Research indicates that nanoparticle size is a crucial determinant of drug transport efficiency [62]. The liposomes developed in this study demonstrated uniform particle size, with a polydispersity index (PDI) of 0.28 ± 0.01 and an average size of 188.5 ± 0.40 nm, which is less than 200 nm [63]. This smaller size allows the liposomes to evade detection by the reticuloendothelial system. During in vitro characterization, PTX-CK-Lip-HA exhibited superior encapsulation efficiency (EE) and stability compared to PTX-Ch-Lip and PTX-CK-Lip, likely due to the protective effects of the incorporated HA and CK [26]. In cytotoxicity assays, PTX-CK-Lip-HA demonstrated a more potent inhibitory effect on cancer cells, potentially due to unique mechanisms facilitating cellular drug uptake. Previous studies have identified CD44-mediated endocytosis as a key mechanism for the internalization of HA-targeted nanocarriers [64]. Once internalized, the drug is recognized and subsequently eliminated [53]. PTX-CK-Lip-HA is actively targeted and internalized via endocytosis, with HA-modified liposomes showing a propensity for binding to the CD44 receptor, which is overexpressed on the surfaces of HCT-116 and MCF-7 cells, thereby enhancing cellular uptake [65,66]. In contrast, cells with lower CD44 expression levels exhibit reduced uptake. Flow cytometry (FCM) was utilized to quantify the relative fluorescence intensity, confirming the increased uptake of PTX-CK-Lip-HA in cells with higher CD44 expression. While energy-dependent endocytosis has been identified as the primary pathway for uptake, a detailed understanding of the specific mechanisms and intracellular trafficking routes requires further elucidation. The elevated uptake of PTX-CK-Lip-HA could also result from variations in cell membrane fusion or endocytosis efficiency, which warrants additional investigation [67].

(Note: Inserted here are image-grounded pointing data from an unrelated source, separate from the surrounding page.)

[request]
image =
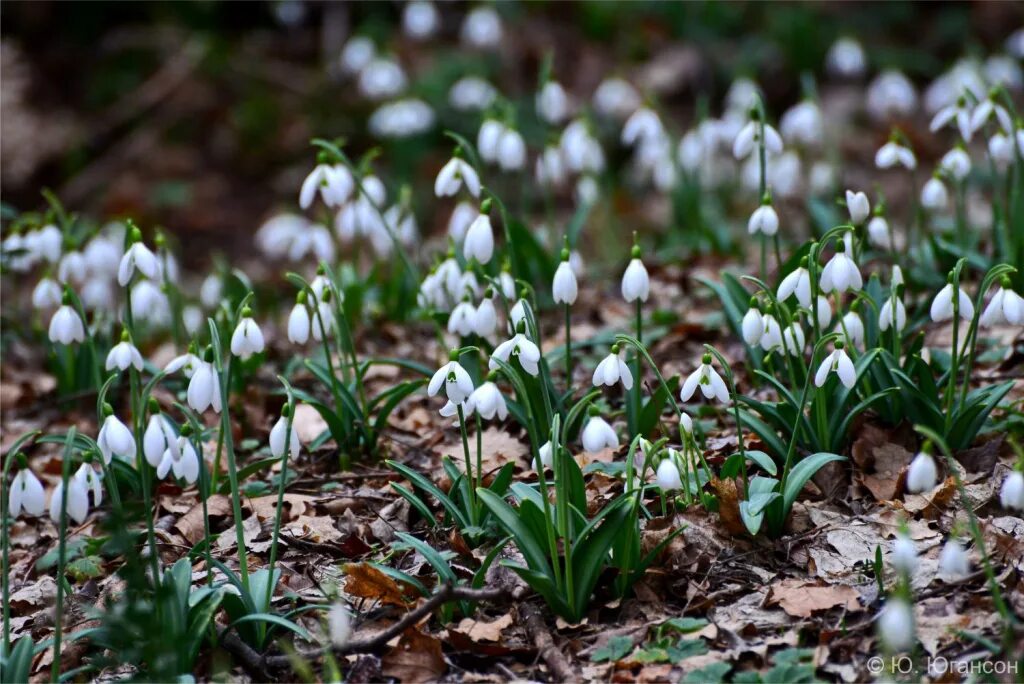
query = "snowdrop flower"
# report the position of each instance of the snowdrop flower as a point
(904, 555)
(115, 438)
(711, 383)
(481, 28)
(479, 243)
(597, 434)
(521, 347)
(896, 625)
(802, 124)
(123, 354)
(248, 338)
(956, 163)
(839, 362)
(487, 401)
(46, 295)
(1012, 494)
(452, 177)
(420, 19)
(27, 494)
(858, 206)
(922, 475)
(934, 196)
(846, 58)
(764, 220)
(942, 305)
(204, 388)
(894, 154)
(611, 370)
(953, 561)
(358, 52)
(457, 383)
(66, 326)
(279, 435)
(552, 103)
(78, 501)
(797, 283)
(1006, 307)
(841, 273)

The high uptake rate of co-delivered nanoparticles helps to reduce the damage of drugs to normal cells during chemotherapy and prolongs their in vivo action by improving the stability of the carriers, which is conducive to the enhancement of the accumulation of anticancer drugs in the tumors and the increase in their bioavailability [35]. Co-modified liposomes have enhanced retention and permeability (EPR) effects in tumor cells, and releasing the drug at pH 5.0 attenuates the side effects on normal cells [49], which allows liposomes to preferentially accumulate in tumor tissue due to its leaky vasculature and impaired lymphatic drainage. Upon reaching the acidic tumor site, the liposomes are triggered to release their payload more rapidly due to the pH-sensitive properties of their coating, thereby concentrating the drug’s action within the tumor and reducing systemic exposure. The effects of PTX-loaded liposomes co-modified with HA and CK on HCT116 have not been previously investigated, and this study verified its potential therapeutic effect on HCT-116. While our study establishes a foundational understanding, subsequent research endeavors must concentrate on delineating the precise cellular uptake mechanisms. Moreover, it is imperative to authenticate the anti-proliferative efficacy of these liposomes through rigorous in vivo animal studies. In addition, the exploration of their clinical applicability warrants further examination.

5. Conclusions

In conclusion, the modification of liposome surfaces with CK and HA resulted in a significant enhancement in their capacity to suppress the growth of colon cancer cells. The liposome exhibits an EE of 95% along with excellent stability and pH-responsive characteristics, which are essential for enhancing the synergistic anti-proliferative effect of multiple free drugs and their targeted drug delivery. The synergistic antitumor cellular effect of CK and the active targeting effect of HA were evaluated by calculating cytotoxicity, comparing IC50 values, and conducting cellular uptake experiments on various cell lines. As a novel liposomal formulation, PTX-CK-Lip-HA may be a potential therapeutic approach for the treatment of colon cancer, and thus, this system can be further investigated.